Sachs: “Yatırım gündeminin gerçekten şehirler tarafından yönetilmesi gerekiyor. Şehirlerin riskleri, yatırım ihtiyaçlarını, maliyetleri ve en iyi teknik seçenekleri belirlemeleri gerekiyor”.
Paris Belediye Başkanı Hidalgo’nun başkanlığında bir komisyon kuruldu. Komisyon, şehirleri iklim felaketlerinden korumak ve enerji dönüşümüne yatırım yapmak için önümüzdeki 25 yılda şehirlerin ihtiyaç duyacağı büyük ölçekli altyapı yatırımları için finansman imkanlarını araştırıyor. Çalışmanın sonuçları Temmuz 2024’te, Paris’te sunulacak. Hedef, yeni bir uluslararası kentsel finans bankası veya ulusal ölçekten ziyade kentsel yatırımları hedefleyen mevcut Çok Yönlü Kalkınma Bankalarının büyütülmesi. Komisyon önerilerinin Kasım ayındaki G20 Zirvesinde kabul edilmesi bekleniyor. Guterres bu girişimi güçlü bir şekilde destekliyor. Sürdürülebilir Kalkınma Amaçları ve iklimle ilgili yatırımların finansmanı için yeni ve büyük bir teşvik çağrısında bulunuyor.
Sonuç
Lopez: “Büyük sorunlarla karşı karşıyayız. Geleneğin ve modernliğin kavşağında, hem mirası hem de kalkınmayı kucaklayan bir gelecek için öğrenimleri kanalize etmeliyiz. Amacımız daha ademi merkeziyetçi, daha yaşanabilir, daha kapsayıcı, daha yeşil, daha davetkar ve açık şehirler. Daha eşit, adil ve sürdürülebilir toplumlar.
Ulusların başarısı şehirlerin, özellikle de mega şehirlerin başarısıyla bağlantılıdır. Ancak, siyasi çekişmeler, merkezin güç ve nüfuzu kaybetme korkusu yerel yönetimlerin kaynaklara erişimini engelliyor. Mega şehirler uluslararası sistemin en geleceğe yönelik oyuncularıdır. Verilerin toplanması ve paylaşılması yoluyla mega şehirlerin daha iyi anlaşılmasını teşvik etmemiz gerekiyor. Yerel yönetimlerin finansmana erişimi sağlanmalıdır.”

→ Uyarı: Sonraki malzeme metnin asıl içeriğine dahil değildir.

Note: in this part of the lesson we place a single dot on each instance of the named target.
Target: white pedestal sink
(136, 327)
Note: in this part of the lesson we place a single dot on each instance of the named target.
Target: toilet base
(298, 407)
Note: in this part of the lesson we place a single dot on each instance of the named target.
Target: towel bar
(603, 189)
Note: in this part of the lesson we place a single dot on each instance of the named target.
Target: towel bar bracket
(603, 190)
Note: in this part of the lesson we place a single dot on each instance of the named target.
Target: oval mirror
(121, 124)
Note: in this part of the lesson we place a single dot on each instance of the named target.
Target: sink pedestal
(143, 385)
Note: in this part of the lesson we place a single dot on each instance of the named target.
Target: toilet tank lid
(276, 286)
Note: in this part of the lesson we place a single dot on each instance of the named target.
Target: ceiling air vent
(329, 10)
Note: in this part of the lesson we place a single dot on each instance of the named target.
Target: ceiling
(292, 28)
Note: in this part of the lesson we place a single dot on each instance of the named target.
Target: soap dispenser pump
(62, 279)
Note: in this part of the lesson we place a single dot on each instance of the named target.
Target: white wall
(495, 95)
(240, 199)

İmamoğlu: “Bundan sonra aramızda oluşan kapsayıcı diyalog ve işbirliğinin devamı çok önemli. Bu zorluklarla tek başına yüzleşmek zordur. Ancak birlikte çalıştığımızda gücümüz artar.”
Bu yazı ekoIQ’nün 109. sayısında “Mega Şehirler, Küresel Gündem ve Finansman” başlığıyla yer almaktadır.